I’m sure that’s the logic we’ll be using and we have used it in the past. You look for any little glimmer of hope. Even now, my husband will say - did you see how good he’s getting around? He’s looking for any little sign that Luca is getting better. Which is not going to happen.

If she was still eating, and still moving around reasonably well –

if she did have some pain, consider that many humans who live with some pain nevertheless think their lives are overall worth living.

It’s difficult of course with creatures who can’t discuss the matter in human language to tell whether they feel that way or not. But I would consider an animal who’s not eating and is hiding in the back of the closet to be expressing one opinion, and one who is not only eating but is at least most days asking to go out for walks (or equivalent) and appearing to enjoy them to be expressing a different opinion.

Cancer in a pet is devastating to the owner.

Pets are our “fur kids.” We talk baby talk to them, we include them in conversation, and they own such a huge part of our hearts.

But cancer!

We WANT to cling to every hope, we try to disregard the enormous cost, and we think, “if there is any chance…”

But the reality is, the cost is typically prohibitive. If we love that pet enough, though, shouldn’t we try anyway?

Honestly? No.

Pets don’t have the reasoning we do. All they will get from chemotherapy or radiation is pain and sickness. And we will suffer that pain and sickness with them, ten-fold.

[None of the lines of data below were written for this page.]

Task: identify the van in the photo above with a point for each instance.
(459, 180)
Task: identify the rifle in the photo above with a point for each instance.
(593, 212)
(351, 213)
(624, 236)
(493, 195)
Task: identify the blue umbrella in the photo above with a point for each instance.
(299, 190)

It’s best to simply love and cuddle and spoil your pet for as long as you can. And when the pet is clinging to you seeking something, anything, because you are everything in the world to that pet, you will know it’s time to say goodbye.

Oh, God, it hurts!

I love the “Rainbow Bridge” story. I draw a lot of comfort from it.

~VOW

I’m so sorry you got such shocking news about your sweet Luca. About him letting you know…This will sound strange, but as sad as it is, there’s a certain beauty there. I went through this with my beloved lab–not bone cancer, another big dog ailment. My vet said those same words: “She’ll let you know.” I was sad and afraid. I didn’t want her to die in pain and desperation. What if I missed her telling me? How would I know? It wouldn’t be as obvious as her “Wanna Walk” dance. And what if she didn’t let me know? How could the vet be sure?

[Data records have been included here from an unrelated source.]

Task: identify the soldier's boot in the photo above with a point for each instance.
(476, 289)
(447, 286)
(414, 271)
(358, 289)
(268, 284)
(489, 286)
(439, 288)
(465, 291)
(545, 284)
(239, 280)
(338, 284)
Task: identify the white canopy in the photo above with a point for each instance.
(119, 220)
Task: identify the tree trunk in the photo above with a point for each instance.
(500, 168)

Then one day, I looked in her eyes, and I knew. She was telling me it was her time, and she needed my help. I can’t explain it, but it was pure, direct communication. I’d thought I’d be crying too hard to drive, but that look in her eyes steadied me. She was headed to the Great Perhaps, to use Larry McMurtry’s fine phrase, and it was my duty and honor to make the trip smooth, comfortable, and loving. It’s the first time I took her to the vet that she didn’t balk or seem nervous. At the last, I wrapped my arms around her, thanked her for all she’d given me, and told her I’d love her always. She drifted peacefully away.

I still miss her. I still love her. I’m at peace.

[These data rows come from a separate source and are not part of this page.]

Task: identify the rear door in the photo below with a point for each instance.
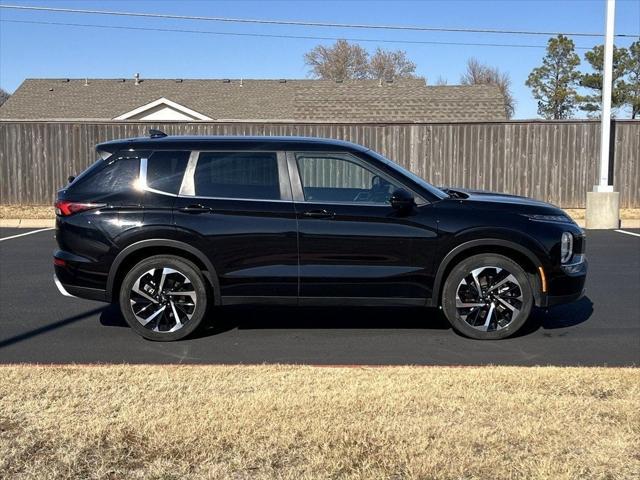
(237, 208)
(352, 243)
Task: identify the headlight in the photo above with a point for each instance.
(566, 247)
(549, 218)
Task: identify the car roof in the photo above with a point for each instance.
(233, 142)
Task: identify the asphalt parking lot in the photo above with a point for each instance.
(37, 324)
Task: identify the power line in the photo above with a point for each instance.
(308, 23)
(266, 35)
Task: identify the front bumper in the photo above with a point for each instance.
(79, 292)
(567, 284)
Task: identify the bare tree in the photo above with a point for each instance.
(480, 74)
(4, 96)
(341, 61)
(389, 65)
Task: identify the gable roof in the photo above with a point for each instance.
(162, 102)
(406, 100)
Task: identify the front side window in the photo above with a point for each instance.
(341, 178)
(166, 169)
(246, 175)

Blessings on you and Luca.

We had a black lab who loved going for walks. At age 13, he had a melanoma in his mouth. The vet said that treatment would only prolong his life by 4-6 months. We opted not to treat it, and just made his life as good as we could. One day, when we said “want to go for a walk?”, he got up and went to the front door. He took the lead, as usual, but his head was down. He wasn’t looking around. It was very obvious that he was not feeling his usual energetic self. We made that tough decision. He was a very good dog.

I am also so sorry for you, the family, and Luca. I liked the way you described him as “squishy” My dog Mauser is smaller, a dachshund, and he is not squishy, but solid.

Sounds like you have a good vet there.When it’s time lean on us.